CNN reports today that Ford is preparing to sell an electric car developed almost entirely by an outside supplier. While that may cut down on bragging rights – General Motors created the Chevy Volt in-house – Ford says it also cut down on costs and risk.
The electric Ford Focus, due out in early 2011, is largely the product of Canada-based auto parts and assembly supplier Magna International (MGA). Magna developed the car mostly on its own, building it inside a Ford Focus body for demonstration purposes.
Unlike the Volt, Ford’s electric Focus will not be a “range extended car.” In other words, it won’t have an on-board gasoline-powered generator to pump out more electricity for longer drives.
The Focus will not burn gasoline and will go about 100 miles on a charge. Before hitting the road again, drivers will have to wait to recharge.
Meanwhile, the Volt will only go 40 miles before needing to burn gasoline – still farther than most people drive in a typical day, GM says – but it will have a 300 mile total range.

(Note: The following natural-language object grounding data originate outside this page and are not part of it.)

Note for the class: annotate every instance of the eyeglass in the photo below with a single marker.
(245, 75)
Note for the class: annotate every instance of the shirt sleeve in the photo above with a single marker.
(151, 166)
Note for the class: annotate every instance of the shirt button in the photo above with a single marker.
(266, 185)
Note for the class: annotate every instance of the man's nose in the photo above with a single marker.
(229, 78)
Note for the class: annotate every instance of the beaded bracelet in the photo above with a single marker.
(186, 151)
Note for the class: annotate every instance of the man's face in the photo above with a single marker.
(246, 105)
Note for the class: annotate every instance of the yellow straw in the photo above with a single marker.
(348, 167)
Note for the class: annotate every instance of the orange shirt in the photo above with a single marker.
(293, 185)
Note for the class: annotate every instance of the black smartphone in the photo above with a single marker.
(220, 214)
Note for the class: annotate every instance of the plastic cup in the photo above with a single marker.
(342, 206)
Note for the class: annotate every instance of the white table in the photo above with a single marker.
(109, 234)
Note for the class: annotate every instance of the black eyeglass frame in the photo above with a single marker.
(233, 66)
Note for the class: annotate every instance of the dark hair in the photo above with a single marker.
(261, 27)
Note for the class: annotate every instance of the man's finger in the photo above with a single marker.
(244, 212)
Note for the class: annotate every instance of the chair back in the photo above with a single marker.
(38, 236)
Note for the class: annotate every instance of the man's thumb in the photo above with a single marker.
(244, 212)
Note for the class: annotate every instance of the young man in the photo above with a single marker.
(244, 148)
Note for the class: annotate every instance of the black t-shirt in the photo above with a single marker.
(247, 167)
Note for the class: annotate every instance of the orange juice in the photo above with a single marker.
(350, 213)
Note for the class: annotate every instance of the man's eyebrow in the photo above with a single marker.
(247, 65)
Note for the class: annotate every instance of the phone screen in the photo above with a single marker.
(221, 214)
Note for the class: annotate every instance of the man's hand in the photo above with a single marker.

In August, 2008, Magna presented its electric car to Ford engineers and executives.
“We took a look at that execution and said, ‘Hey, together we can really make this a proposition,” said Nancy Gioia, Ford’s Director of Sustainable Mobility.
Five months later, in January, 2009, Ford (F, Fortune 500) announced its intention to produce the car at the Detroit Auto Show.
Ford could have developed an electric car on their own, but Magna’s work allowed the carmaker to bypass a lot of expensive engineering and development work, Pochiluk said.
The electric Focus will go on sale in early 2011 and it will be based on the next-generation Ford Focus small car. By then, it should be Ford’s second electric vehicle. The first will be a small electric work van that’s scheduled to go on sale next year. Ford also partnered with an outside supplier, Britain’s Smith Electric vehicles, to make the van.